I have $p$-dimensional independent vectors $\boldsymbol{X}_1,\ldots,\boldsymbol{X}_n.$ I have also condition: for some $\eta>0$:\begin{equation}\mathbb{E}\left(e^{tX_{ij}^2}\right)\leq K<\infty \quad\text{for}\quad |t|\leq\eta_j,\quad \forall i,j\end{equation}
I have also another condidion: for some $\gamma>1:$\begin{equation}\mathbb{E}\left(|X_{ij}|^{2(1+\gamma)}\right)\leq K\quad\forall i,j\end{equation}
My aim is to obtain an upper bound for $\mathbb{P}\left(\max\limits_i(\bar{X}_i^2)\geq t\right).$ When variables were gaussian, I used Chernoff inequality and obtain $pC_1e^{-C_2nt},$ where $C_1$ is pure constant and $C_2$ depend on variance.
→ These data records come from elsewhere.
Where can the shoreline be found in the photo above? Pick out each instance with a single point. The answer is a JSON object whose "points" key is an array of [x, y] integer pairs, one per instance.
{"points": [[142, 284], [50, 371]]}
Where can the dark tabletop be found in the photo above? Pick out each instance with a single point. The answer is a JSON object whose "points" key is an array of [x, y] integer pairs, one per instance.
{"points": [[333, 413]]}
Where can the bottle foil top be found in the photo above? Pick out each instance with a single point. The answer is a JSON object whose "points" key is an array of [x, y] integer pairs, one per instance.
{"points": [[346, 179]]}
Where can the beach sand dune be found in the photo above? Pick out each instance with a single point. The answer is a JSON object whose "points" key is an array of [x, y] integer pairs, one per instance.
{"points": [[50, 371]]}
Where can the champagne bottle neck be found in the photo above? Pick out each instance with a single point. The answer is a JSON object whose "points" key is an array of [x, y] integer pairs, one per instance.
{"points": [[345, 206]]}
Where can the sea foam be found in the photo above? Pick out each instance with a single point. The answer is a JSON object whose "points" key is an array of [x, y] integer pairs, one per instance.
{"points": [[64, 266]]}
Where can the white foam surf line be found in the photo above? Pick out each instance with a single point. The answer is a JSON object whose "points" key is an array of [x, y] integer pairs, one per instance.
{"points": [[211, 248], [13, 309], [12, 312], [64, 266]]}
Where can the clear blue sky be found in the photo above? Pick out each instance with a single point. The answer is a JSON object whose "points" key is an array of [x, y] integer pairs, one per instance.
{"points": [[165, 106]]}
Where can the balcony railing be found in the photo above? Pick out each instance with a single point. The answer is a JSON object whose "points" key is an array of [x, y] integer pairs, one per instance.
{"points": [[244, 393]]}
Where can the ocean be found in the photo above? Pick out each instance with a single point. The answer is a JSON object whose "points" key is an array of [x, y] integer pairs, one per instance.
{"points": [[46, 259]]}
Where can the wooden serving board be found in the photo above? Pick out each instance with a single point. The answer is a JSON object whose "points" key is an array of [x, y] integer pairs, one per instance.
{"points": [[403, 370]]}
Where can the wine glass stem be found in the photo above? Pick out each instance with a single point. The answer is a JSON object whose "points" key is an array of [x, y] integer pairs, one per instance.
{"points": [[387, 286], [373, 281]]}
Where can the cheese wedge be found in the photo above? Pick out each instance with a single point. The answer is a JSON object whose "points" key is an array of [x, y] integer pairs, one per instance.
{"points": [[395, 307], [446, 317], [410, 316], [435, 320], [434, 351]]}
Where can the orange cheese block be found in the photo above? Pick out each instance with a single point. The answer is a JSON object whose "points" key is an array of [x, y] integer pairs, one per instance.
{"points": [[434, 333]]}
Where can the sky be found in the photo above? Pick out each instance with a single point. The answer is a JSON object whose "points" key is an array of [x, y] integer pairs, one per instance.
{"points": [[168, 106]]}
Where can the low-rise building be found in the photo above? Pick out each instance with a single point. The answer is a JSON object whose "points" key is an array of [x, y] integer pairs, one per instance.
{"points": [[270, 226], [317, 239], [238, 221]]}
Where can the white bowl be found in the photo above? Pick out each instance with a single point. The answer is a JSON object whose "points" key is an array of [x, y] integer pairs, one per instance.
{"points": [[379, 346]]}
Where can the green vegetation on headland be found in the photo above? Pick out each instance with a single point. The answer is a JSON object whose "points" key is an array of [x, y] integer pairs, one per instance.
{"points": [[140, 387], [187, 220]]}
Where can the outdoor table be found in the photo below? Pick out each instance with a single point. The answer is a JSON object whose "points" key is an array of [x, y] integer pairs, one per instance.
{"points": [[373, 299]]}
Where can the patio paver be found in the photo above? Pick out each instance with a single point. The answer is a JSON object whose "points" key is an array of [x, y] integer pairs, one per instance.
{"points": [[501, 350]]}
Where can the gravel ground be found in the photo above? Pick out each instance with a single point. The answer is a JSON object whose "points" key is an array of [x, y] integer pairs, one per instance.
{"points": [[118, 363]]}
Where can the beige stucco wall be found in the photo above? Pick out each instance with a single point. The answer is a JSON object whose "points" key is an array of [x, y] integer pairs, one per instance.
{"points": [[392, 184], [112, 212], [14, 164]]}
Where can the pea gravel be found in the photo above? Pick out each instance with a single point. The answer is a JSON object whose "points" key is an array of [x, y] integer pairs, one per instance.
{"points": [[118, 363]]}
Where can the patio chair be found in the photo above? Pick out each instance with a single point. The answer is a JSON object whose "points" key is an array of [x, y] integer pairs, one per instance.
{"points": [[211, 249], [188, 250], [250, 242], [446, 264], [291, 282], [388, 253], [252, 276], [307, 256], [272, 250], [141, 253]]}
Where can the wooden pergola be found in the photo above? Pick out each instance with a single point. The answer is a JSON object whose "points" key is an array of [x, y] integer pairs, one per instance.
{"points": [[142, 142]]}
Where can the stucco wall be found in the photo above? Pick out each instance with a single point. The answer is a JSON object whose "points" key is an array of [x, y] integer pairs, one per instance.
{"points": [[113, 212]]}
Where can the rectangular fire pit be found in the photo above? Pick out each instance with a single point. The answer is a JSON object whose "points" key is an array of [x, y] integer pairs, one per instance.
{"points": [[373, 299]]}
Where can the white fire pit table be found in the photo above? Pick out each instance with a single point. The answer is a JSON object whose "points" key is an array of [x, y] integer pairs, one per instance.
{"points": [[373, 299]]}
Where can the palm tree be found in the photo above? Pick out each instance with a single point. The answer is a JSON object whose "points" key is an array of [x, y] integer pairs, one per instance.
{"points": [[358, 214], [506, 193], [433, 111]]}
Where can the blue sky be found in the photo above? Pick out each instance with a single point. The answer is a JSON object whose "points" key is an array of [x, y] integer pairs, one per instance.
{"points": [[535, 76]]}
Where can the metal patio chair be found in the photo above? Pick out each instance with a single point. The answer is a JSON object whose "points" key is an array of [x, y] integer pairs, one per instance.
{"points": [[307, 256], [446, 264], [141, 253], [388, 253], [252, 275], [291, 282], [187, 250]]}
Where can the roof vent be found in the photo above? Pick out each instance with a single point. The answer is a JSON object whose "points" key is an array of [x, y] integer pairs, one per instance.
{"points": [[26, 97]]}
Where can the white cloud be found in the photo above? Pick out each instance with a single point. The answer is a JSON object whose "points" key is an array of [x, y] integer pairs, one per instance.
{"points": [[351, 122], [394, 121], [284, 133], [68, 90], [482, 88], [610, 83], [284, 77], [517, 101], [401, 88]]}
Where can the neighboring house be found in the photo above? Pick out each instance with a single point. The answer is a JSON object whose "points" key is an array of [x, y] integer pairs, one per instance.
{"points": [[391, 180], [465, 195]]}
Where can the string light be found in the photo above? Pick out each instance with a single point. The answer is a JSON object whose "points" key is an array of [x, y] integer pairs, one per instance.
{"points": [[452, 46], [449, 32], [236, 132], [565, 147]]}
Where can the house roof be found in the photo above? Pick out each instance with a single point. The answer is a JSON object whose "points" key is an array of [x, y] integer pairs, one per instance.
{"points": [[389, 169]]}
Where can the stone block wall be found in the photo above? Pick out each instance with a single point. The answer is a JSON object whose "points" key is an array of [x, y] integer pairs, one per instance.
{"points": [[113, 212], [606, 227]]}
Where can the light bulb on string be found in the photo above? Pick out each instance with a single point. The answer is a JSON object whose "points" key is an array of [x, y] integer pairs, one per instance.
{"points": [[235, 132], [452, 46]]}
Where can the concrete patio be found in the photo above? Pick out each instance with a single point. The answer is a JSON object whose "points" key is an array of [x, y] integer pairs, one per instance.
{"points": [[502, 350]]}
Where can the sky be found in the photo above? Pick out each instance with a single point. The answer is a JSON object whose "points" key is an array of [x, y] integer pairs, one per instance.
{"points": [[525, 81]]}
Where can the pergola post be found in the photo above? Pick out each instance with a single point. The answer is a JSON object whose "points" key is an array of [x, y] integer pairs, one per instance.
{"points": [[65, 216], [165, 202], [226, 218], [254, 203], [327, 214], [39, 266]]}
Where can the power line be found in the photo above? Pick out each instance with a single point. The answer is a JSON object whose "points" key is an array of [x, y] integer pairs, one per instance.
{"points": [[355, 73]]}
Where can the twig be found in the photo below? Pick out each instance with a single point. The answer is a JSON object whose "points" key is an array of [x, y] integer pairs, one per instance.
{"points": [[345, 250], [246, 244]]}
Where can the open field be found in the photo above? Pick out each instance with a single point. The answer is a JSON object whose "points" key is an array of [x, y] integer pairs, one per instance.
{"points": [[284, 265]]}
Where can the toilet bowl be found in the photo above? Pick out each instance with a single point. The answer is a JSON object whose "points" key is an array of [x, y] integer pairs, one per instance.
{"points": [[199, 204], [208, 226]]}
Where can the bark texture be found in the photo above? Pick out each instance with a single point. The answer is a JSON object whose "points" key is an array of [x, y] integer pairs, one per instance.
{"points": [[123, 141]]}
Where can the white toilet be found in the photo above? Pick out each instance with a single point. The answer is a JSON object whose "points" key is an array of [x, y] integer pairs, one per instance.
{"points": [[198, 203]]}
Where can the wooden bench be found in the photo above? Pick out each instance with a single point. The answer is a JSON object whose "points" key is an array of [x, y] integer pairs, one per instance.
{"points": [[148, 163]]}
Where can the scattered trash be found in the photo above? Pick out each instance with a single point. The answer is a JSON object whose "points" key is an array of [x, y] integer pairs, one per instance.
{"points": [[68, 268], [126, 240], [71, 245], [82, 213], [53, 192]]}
I think that the first condition is related to sub-gaussian variables, but I don't know if it is equivalent, weaker, or stronger. Moreover, I don't know what the relationship is between the first and second conditions, if there is any meaningful one. If first condition implies sub-gaussian I can try probably use g.eneral Hoeffding’s inequality, but in the second case I completely have no idea.